Le « sentiment océanique », ou ce qui s’en apparentait, il ne pouvait dans ces conditions pas le ressentir au contact du monde réel qu’il fuyait, mais qu’en dehors de celui-ci, dans un monde idéal forgé par le sentiment religieux, lors de ses phases de retour à la religion ou de ses conversions comme celle qui suivit à la fin de 1654 son accident du pont de Neuilly lorsque ses chevaux d’attelage plongèrent dans le vide et que sa voiture resta miraculeusement en équilibre sur le bord du pont. Bien qu’indemne, le philosophe hypersensible s’évanouit, tomba dans le coma et ne se réveilla que quinze jours plus tard. Il fut alors sujet à une intense vision religieuse qu’il coucha immédiatement sur le papier pour ne pas en oublier les détails, connue sous le nom de « Le Mémorial » qui commence par la phrase suivante : « Feu. Dieu d’Abraham, Dieu d’Isaac, Dieu de Jacob, pas des philosophes ni des savants, Certitude, certitude, sentiment, joie, paix. Dieu de Jésus‑Christ.… » et qui inaugurera une période d’engagement religieux intense chez les jansénistes.

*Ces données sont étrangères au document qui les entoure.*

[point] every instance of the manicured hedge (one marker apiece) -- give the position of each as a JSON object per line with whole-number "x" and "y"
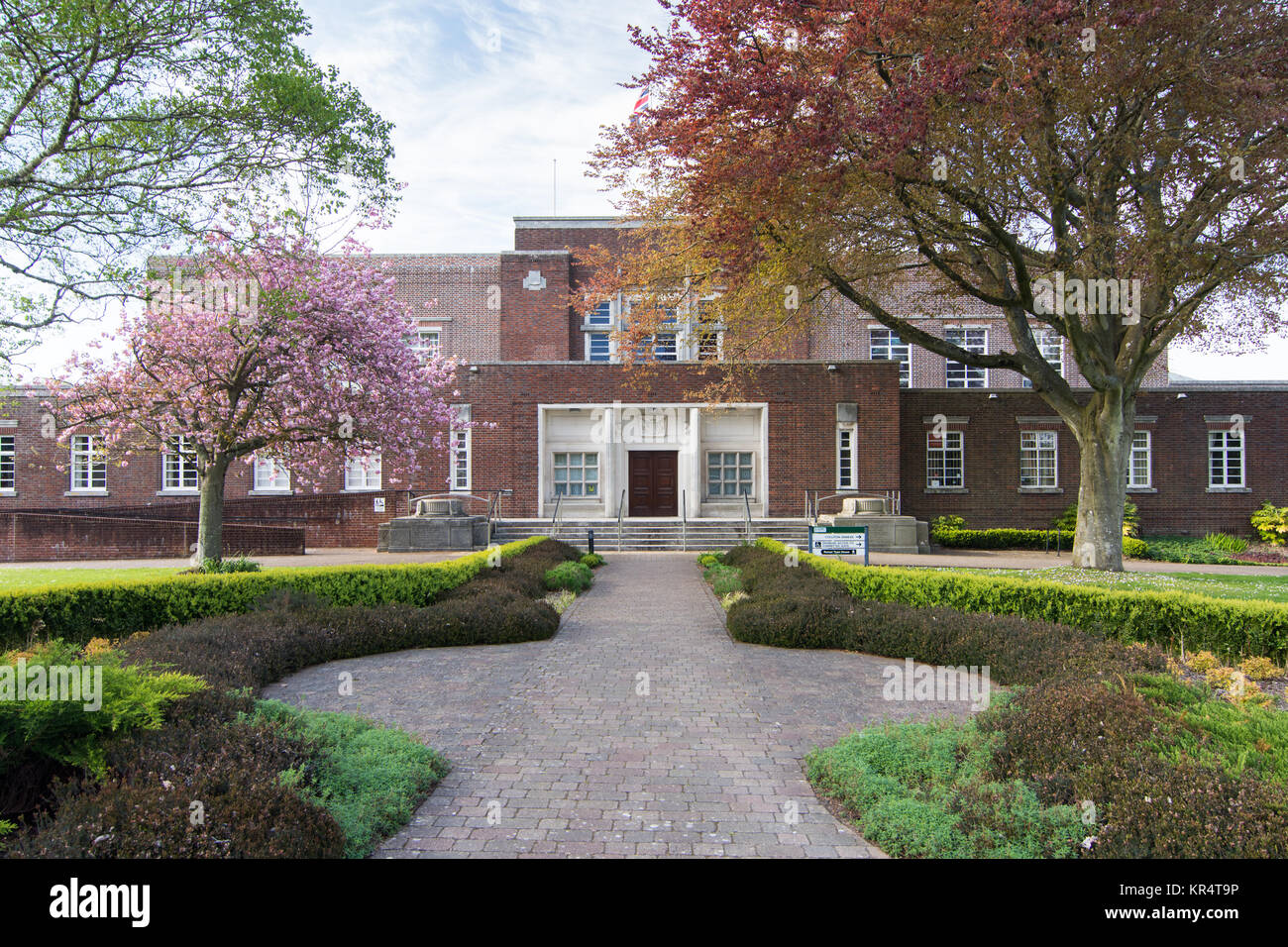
{"x": 1020, "y": 539}
{"x": 1228, "y": 628}
{"x": 119, "y": 608}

Paysage de la Vallée de Chevreuse près du site de l’abbaye janséniste de Port-Royal des Champs
Quelles pouvaient être les pensées de Pascal à la vue de ce paysage lorsqu’il se rendait à l’abbaye de Port-Royal des Champs; lui, qui méprisait les activités de divertissement que les hommes pratiquaient dans la nature à l’exemple de la chasse; lui, qui ne pouvait envisager la grandeur de l’homme que dans la prise de conscience et l’acceptation de sa condition misérable et dans sa projection dans un au-delà hypothétique. Pouvait-il entrer en communion avec un paysage, s’émerveiller de la beauté et du parfum d’une fleur, du chant d’un oiseau ? Fuyait-il ces sensations et sentiments les considérant comme de vains divertissements ? La contemplation de la voie lactée, une douce nuit d’été dans un ciel dégagé, ne provoquait-elle chez lui qu’un terrible sentiment d’angoisse et d’effroi ? À la différence de Romain Rolland qui voyait l’homme comme partie intégrante du monde et qui voyait dans la beauté, la perfection de ce dernier et dans l’affirmation du principe de vie qui l’animait le moyen d’atteindre Dieu, Pascal, à l’inverse, séparait l’homme du monde et le monde de Dieu. Le fait de postuler que Dieu était accessible à l’homme de manière directe sans avoir besoin de l’intercession du monde avait pour conséquence de priver le monde de spiritualité et le rendait stérile, interdisant à l’homme de ressentir à son égard tout sentiment de type océanique qui l’aurait rapproché de Dieu.